Je dis, et nous volons, pleins du même vertige ;
L’ardeur de faire un crime irrite nos efforts :
Rien ne nous retient plus ; nous courons les montagnes :
Nous traversons les bois, les guérets, les campagnes ;
Une source paraît, nous franchissons ses bords.
Que peut contre les dieux le vain courroux des hommes ?
Confondus, étonnés du désordre où nous sommes,
A peine, dans le temple, avons-nous fait un pas,
Qu’un charme impérieux semble enchaîner nos bras.

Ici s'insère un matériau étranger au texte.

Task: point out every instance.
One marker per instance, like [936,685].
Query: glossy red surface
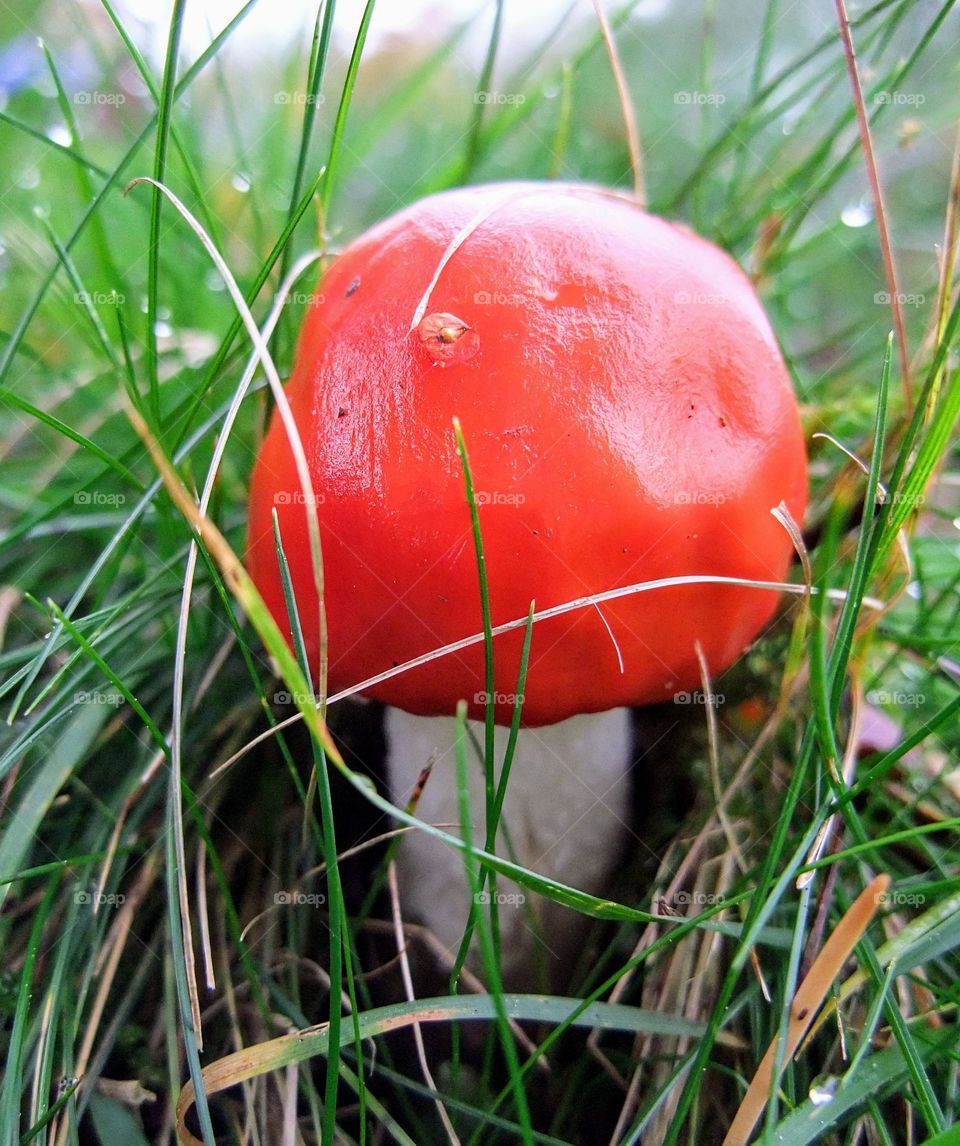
[628,417]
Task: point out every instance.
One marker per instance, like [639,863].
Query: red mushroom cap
[628,416]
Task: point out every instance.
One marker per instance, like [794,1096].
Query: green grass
[143,931]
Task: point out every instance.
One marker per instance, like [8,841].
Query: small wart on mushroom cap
[447,338]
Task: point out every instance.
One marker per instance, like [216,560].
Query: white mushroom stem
[566,816]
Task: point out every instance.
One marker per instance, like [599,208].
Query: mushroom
[628,417]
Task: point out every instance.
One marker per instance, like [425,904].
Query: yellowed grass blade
[807,1002]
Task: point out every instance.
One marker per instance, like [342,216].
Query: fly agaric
[628,417]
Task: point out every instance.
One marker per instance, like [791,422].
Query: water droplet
[824,1090]
[60,134]
[857,214]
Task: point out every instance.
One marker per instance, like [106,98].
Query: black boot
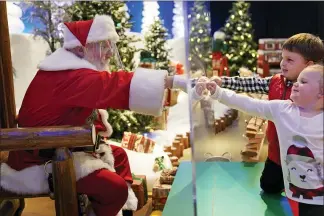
[127,213]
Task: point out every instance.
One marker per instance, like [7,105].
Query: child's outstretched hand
[211,86]
[201,85]
[200,88]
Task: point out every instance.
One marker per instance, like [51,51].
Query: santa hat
[219,35]
[79,33]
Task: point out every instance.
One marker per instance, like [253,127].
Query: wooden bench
[62,139]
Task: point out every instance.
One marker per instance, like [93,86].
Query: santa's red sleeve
[141,91]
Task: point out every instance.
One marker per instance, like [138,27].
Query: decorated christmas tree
[84,10]
[178,20]
[155,42]
[242,49]
[200,37]
[120,120]
[150,13]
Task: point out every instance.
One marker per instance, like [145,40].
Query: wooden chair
[62,139]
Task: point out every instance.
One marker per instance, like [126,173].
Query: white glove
[180,81]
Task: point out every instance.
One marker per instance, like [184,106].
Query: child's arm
[246,84]
[261,108]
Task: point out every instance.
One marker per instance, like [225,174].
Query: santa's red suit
[65,91]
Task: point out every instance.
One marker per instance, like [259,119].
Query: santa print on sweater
[304,172]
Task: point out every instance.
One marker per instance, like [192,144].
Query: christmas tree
[121,120]
[84,10]
[178,20]
[155,42]
[242,49]
[199,36]
[150,13]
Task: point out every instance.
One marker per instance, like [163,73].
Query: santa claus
[73,86]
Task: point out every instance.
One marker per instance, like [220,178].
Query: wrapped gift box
[171,97]
[161,121]
[160,195]
[137,142]
[168,176]
[139,187]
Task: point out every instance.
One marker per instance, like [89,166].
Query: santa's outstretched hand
[211,86]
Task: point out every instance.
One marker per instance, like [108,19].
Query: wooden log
[185,142]
[174,159]
[168,149]
[255,140]
[174,151]
[252,127]
[46,138]
[249,152]
[189,141]
[176,144]
[64,180]
[250,134]
[181,149]
[169,154]
[259,122]
[7,92]
[179,135]
[252,145]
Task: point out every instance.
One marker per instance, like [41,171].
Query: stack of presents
[160,191]
[224,118]
[255,135]
[162,186]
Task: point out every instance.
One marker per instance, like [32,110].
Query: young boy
[300,132]
[298,52]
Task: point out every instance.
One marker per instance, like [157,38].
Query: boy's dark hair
[309,46]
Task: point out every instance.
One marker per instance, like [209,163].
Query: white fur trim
[104,153]
[70,41]
[62,59]
[103,28]
[33,180]
[260,52]
[219,35]
[131,203]
[146,94]
[104,118]
[180,81]
[91,212]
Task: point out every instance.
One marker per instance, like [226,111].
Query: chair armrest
[14,139]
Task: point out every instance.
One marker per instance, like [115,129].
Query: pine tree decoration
[84,10]
[242,49]
[178,20]
[200,37]
[155,42]
[120,120]
[150,13]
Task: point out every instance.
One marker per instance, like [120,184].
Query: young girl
[299,123]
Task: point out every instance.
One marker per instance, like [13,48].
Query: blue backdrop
[135,10]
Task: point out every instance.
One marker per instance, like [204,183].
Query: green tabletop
[223,189]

Bacchus de nos transports faisait cesser l’audace :
Ce temple était le sien. Grand dieu ! je te rends grâce.
Moins pour avoir calmé mes honteuses fureurs,
Que pour m’avoir d’un crime épargné les horreurs !
A ces mots, m’approchant des autels que j’embrasse :
O prêtresse, ai-je dit, le dieu que vous priez
Vient de nous apaiser par son secours propice ;
Daignez ici, pour nous, lui faire un sacrifice.
Je cherche une victime et l’apporte à ses pieds.

Lorsque le fer brillait aux mains de la prêtresse,
Aristée éleva ces accents d’allégresse :

Bacchus ! dieu bienfaisant ! dieu des ris et des jeux !
Tu fais régner la joie et son léger tumulte :
Pour ta divinité nos plaisirs sont un culte ;
Tu ne veux être aimé que des mortels heureux.

Saisi de ton ivresse, en vain l’esprit s’égare ;
ll se retrouve encor dans ce doux abandon ;
Mais, quand il est troublé par quelque dieu barbare,
Tu peux seul, ô Bacchus ! lui rendre la raison.